Description of Registered Securities as an Exhibit to Form 10-K
The SEC adopted amendments to Item 601(b)(4) of Regulation S-K requiring companies to attach as an exhibit a description of the class, characteristics and rights of the company securities that have been registered under the Exchange Act. Prior to the amendments, companies were required to attach instruments—such as forms of specimen stock certificates, indentures or certificates of designation—that defined the rights these securities. The amendments would require companies to summarize the material terms of these securities in one exhibit. The goal of the amendment is to facilitate access to such information rather than requiring investors to piece together the information themselves. The amendments do not affect other disclosure requirements, such as filing updated articles of amendment and bylaws, or filing a current report on Form 8-K to disclose modifications to the rights under company securities.
Delinquent Section 16 Filing Disclosure
The SEC adopted amendments to Item 405 of Regulation S-K, covering the disclosure of directors, executive officers and other persons required to file reports disclosing their beneficial ownership of company equity securities under Section 16 of the Exchange Act, but who fail to file such reports in a timely manner. The SEC adopted amendments changing the disclosure heading required under Item 405 to “Delinquent Section 16(a) Reports.” The amendments encourage companies to exclude this section if there are no delinquent filings to report. Further, the amendments eliminate the requirement that persons reporting under Section 16 furnish a duplicate of their Section 16 report to the company. After the amendments, companies are permitted to rely solely on the reports electronically filed on EDGAR.
Form Cover Pages
The amendments also revise the cover pages of Forms 10-K, 10-Q and 8-K. Form 10-Q and Form 8-K to include disclosure of the national stock exchange or principal US market for the company’s registered securities. The amendments also revise the cover page of Form 10-K by requiring disclosure of the trading symbol for the company’s securities, if listed on an exchange, and by removing a checkbox that would indicate whether during the most recent fiscal year any person filing reports under Section 16 of the Exchange Act was delinquent in filing such reports.

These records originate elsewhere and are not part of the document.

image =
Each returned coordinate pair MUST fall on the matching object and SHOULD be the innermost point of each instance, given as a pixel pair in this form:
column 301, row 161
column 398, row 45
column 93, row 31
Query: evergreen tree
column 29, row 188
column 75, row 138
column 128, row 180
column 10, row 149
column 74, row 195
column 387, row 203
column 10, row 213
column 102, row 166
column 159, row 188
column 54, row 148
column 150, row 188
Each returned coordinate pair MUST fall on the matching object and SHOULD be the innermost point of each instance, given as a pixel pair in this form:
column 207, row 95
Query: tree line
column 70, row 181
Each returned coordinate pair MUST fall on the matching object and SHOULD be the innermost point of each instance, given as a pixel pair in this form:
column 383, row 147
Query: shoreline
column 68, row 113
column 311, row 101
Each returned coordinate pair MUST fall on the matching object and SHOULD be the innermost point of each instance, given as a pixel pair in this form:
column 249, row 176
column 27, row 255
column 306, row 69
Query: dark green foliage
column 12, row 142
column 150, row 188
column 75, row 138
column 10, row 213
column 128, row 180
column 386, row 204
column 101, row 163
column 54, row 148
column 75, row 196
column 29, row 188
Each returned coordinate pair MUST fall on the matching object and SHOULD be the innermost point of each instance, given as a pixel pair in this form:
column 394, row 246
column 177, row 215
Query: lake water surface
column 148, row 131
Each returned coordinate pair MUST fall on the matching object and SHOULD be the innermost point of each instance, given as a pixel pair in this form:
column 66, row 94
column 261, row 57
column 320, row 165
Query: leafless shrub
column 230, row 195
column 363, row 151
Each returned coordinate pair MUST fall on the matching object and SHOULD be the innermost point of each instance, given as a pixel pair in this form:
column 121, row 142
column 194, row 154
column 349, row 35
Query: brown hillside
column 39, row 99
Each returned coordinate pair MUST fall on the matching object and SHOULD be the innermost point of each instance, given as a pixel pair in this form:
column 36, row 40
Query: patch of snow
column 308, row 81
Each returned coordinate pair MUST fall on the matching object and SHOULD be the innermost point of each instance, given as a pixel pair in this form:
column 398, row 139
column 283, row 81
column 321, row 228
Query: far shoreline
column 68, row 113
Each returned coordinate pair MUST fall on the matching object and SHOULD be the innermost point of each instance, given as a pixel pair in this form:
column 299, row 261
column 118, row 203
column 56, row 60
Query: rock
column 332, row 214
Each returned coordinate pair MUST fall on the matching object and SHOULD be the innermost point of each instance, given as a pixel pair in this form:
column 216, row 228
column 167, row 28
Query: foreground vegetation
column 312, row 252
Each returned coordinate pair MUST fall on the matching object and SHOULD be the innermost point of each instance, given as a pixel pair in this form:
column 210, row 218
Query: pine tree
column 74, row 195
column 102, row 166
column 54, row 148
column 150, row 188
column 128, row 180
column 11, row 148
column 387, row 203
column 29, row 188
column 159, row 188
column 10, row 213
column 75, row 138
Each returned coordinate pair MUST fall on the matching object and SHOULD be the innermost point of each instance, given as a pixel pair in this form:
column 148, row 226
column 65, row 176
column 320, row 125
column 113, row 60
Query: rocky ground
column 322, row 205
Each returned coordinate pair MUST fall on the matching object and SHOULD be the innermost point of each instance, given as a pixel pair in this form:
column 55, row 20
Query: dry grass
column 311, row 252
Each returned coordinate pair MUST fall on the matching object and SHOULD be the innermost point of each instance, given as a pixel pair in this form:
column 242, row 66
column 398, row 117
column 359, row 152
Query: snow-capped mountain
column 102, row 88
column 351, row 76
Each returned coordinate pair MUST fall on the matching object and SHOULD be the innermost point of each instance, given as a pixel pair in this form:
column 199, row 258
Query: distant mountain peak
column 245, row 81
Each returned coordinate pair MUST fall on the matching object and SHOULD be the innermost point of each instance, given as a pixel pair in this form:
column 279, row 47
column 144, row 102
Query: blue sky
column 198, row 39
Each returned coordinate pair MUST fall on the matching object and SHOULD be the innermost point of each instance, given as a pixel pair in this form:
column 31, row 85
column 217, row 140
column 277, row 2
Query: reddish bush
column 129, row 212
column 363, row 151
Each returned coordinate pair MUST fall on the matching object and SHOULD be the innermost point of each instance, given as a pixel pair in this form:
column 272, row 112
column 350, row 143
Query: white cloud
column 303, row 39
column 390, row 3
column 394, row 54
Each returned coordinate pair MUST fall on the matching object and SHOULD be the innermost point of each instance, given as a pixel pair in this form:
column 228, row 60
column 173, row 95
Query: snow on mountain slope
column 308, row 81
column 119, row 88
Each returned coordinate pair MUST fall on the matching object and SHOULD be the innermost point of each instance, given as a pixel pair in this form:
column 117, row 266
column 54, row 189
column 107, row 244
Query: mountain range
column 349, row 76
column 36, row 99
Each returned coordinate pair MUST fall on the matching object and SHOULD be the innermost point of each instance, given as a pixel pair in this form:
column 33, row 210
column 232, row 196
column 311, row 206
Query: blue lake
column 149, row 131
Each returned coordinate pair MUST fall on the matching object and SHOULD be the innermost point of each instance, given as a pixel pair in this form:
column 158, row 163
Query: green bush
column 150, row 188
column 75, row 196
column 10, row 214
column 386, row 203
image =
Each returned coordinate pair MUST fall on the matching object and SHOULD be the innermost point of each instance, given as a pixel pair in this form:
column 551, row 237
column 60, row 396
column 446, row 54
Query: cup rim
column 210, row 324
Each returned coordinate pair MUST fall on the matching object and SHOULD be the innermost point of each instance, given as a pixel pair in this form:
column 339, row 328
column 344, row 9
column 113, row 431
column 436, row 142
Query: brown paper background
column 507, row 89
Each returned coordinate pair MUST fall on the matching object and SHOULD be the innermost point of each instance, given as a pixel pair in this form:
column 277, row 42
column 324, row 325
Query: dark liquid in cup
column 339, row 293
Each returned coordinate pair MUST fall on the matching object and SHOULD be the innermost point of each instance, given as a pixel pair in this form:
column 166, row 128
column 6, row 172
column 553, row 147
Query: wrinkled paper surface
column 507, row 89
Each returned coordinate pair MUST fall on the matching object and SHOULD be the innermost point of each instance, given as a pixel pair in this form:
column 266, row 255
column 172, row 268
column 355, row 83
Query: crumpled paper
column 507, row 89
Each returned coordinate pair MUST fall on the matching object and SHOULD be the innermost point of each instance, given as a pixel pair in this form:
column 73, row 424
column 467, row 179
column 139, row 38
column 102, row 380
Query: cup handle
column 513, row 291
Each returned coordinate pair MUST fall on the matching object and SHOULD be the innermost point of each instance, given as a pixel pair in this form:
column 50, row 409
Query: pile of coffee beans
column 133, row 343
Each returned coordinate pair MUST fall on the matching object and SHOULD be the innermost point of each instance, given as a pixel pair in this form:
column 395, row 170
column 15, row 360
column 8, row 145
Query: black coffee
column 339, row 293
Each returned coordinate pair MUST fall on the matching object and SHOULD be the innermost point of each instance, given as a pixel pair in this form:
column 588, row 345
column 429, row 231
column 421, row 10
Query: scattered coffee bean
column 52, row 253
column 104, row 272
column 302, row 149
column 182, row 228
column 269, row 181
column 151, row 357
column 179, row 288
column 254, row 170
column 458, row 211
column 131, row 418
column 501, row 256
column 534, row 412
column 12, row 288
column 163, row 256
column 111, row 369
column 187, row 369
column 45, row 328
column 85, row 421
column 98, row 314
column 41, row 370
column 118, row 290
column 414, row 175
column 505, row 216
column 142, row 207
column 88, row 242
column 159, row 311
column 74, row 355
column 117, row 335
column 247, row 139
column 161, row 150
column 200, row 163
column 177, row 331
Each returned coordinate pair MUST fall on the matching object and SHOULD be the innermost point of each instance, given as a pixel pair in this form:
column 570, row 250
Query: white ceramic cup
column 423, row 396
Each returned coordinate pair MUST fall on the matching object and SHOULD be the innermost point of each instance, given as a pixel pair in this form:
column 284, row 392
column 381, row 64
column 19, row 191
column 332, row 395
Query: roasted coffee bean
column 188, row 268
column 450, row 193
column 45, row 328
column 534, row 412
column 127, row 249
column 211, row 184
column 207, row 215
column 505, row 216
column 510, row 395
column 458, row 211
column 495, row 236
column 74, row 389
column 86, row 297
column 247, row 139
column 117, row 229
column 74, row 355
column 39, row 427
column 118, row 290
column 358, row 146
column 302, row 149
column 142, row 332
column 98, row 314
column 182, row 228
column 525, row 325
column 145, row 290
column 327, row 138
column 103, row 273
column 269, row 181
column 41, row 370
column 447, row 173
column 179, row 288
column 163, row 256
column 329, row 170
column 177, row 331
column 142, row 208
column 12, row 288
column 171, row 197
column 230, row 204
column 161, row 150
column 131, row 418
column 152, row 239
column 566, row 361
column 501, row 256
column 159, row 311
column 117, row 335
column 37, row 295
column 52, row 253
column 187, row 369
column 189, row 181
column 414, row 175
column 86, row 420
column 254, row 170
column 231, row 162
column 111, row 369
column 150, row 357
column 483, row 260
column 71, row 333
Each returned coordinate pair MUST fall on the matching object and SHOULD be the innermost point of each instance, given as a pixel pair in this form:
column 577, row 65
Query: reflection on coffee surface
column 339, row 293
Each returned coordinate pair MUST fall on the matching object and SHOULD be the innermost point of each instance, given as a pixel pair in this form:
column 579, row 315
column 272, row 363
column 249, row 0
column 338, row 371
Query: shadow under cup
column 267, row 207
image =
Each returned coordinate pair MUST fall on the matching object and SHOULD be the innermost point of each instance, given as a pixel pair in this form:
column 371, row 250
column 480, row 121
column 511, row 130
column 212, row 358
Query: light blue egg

The SEC’s adoption release further amended the requirements for a public company to tag data on the cover page to its EDGAR filings using Inline XBRL. The SEC aligned the phase-in periods for adoption of Inline XBRL in cover pages with the phase-in periods for adoption of Inline XBRL in operating company financial statement information, which the SEC adopted in 2018.
Both requirements are phased-in based upon the company’s filer status as follows:
In both adopting releases, the SEC clarifies that companies that are domestic filers will be required to comply with Inline XBRL requirements beginning with their first Form 10-Q (not the first form) for a fiscal period ending on or after the applicable compliance date. For example, a company with a calendar fiscal year end that files a Form 10-Q for the period ending June 30, 2019, must tag data on the cover page and within the financial statement information included therein in Inline XBRL. A domestic company with a June 30 fiscal year end will be required to tag cover page and financial statement information starting in its Form 10-Q for the period ending September 30, 2019.
Other notable amendments include limiting the requirements of Item 102 of Regulation S-K to the disclosure of physical property only to the extent that it is material to the registrant and removing the requirement to file as an exhibit any document or part thereof that is incorporated by reference in a filing, and requiring that companies provide hyperlinks to documents incorporated by reference.